“Lo quiero preso”, “la quiero presa”, se lee o se escucha a menudo, con los tonos de mandoneo del que se figura dueño o patrón de un país. “Lo quiero preso”, “la quiero presa”: son deseos personales, algo ajeno a la justicia. Ajeno o directamente contrario, siendo que la justicia, al menos en su sentido moderno, es exactamente lo otro (lo otro y a la vez el antídoto) de los arrebatos de revancha, de la rabia vengativa, de la cólera del ojo por ojo, de las descargas de crueldad. La justicia en general, y no sólo la “garantista”, se basa en la ecuanimidad y tiene siempre en su horizonte el ideal de la reinserción social de los penados.
“Lo quiero preso”, “la quiero presa” parecen expresar, además, un afán de supresión, una fantasía de eliminación definitiva. Más que un “lo quiero ver preso” indica un “no quiero verlo más”; por eso se combina tan bien con el “lo quiero muerto”, que asimismo abunda. No se quiere la justicia, eso está claro, pero tampoco, en un punto, el castigo; se quiere la anulación, un traspaso a la inexistencia. “Preso” o “presa” significa justo eso: que pasen a ese “otro lado” donde no se existe más.
Pero ese otro lado existe. Y existen quienes allí habitan. De ese otro lado, de los días y las vidas que existen en ese otro lado, proviene Falsa familia de Carlos Ríos. Proviene de los talleres de escritura dictados por Ríos en distintas unidades penales de la provincia de Buenos Aires (remite a otro volumen, Saberes en diálogo, editado por el Programa de Extensión en Cárceles). No hay en Falsa familia redentorismo ni conmiseración, no hay idealizaciones ni reprimendas morales, no hay empastamientos sobreactuados pero tampoco calculadas distancias, no hay realismo social, no hay lecciones. Carlos Ríos sabe callar, sabe bien lo que hay que callar; calla las explicaciones, las preguntas por lo que pasó antes, los consejos que nadie pide, las conclusiones. Cuenta lo que hay: encuentros y desencuentros, clases que resultan o no resultan, las trabas que le ponen, las alternativas que se abren. Cuenta la vida de afuera, la del narrador, con sus módicos rituales y sus sinceros desconciertos, la cuenta sin apocar ni enfatizar. Y desde ahí, cuenta el otro lado, ese otro lado en el que él puede entrar y salir, llegar e irse; ese otro lado de pura exclusión y de internos, ese otro lado donde una privación desencadena más privaciones, ese otro lado donde las vidas siguen, porque ni más ni menos que de eso se trata: de hacer que la vida siga.
Escritor.
Anda dando vuelta tanto gil que se publicita escritor. Y Martín Kohan, tres libros de ensayo, tres de cuentos, diez novelas dice que en un sentido estricto nunca descubrió haberlo sido. Que su relación siempre fue con el escribir y no con el ser escritor, que para él eso nunca representó una ambición o un deseo.
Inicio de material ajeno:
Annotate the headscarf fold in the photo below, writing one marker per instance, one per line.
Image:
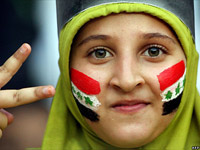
(66, 127)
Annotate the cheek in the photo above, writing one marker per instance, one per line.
(172, 81)
(85, 89)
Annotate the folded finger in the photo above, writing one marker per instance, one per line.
(12, 98)
(3, 121)
(12, 65)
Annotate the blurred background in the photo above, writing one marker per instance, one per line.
(34, 22)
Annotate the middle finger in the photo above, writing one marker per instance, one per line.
(12, 65)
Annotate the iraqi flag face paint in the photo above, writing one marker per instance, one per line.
(172, 81)
(84, 88)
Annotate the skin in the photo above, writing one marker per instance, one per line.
(13, 98)
(128, 72)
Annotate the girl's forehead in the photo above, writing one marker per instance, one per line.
(137, 24)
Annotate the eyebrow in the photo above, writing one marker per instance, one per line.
(158, 35)
(94, 37)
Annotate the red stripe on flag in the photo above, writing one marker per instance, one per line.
(85, 83)
(169, 76)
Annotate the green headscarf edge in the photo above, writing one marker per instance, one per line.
(58, 126)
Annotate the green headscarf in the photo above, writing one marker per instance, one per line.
(67, 129)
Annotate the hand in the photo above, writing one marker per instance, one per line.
(13, 98)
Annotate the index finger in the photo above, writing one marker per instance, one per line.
(13, 98)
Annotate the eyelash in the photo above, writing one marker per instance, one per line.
(162, 50)
(158, 47)
(92, 52)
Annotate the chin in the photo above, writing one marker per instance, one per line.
(128, 139)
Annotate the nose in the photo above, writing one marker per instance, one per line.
(127, 75)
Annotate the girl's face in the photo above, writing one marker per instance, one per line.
(125, 53)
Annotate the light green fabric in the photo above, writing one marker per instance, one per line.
(66, 128)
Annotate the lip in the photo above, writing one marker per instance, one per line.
(129, 106)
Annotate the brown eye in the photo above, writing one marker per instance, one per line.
(153, 51)
(100, 53)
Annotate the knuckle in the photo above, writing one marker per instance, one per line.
(3, 121)
(3, 69)
(16, 97)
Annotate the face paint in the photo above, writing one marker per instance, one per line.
(84, 88)
(172, 81)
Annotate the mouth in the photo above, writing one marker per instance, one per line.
(129, 106)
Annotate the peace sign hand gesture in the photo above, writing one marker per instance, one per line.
(13, 98)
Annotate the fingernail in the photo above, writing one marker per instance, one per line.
(47, 90)
(9, 116)
(23, 49)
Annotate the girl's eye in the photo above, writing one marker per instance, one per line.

Egresado del Colegio Nacional de Buenos Aires. Enseña teoría literaria en la Universidad de Buenos Aires y en la Universidad de la Patagonia. Cree que por haber elegido la literatura resignó un aprendizaje, integración, sociabilidad, disfrutes compartidos. Al estar tanto tiempo solo, leyendo o escribiendo, dejó que discretos pasaran por un costado.
Entre sus tantos libros se encuentran El informe, Los cautivos, Dos veces junio, Ciencias morales, Bahía Blanca y el último, de cuentos, Cuerpo a tierra.
En la infancia tuvo una perra: Yenny. En la adultez, un gato: Dumas. Kohan prefiere la ropa de Adidas, es fanático de Boca como su hijo Agustín y al acostarse, antes de quedarse dormido, implora que no lo atraviese el insomnio.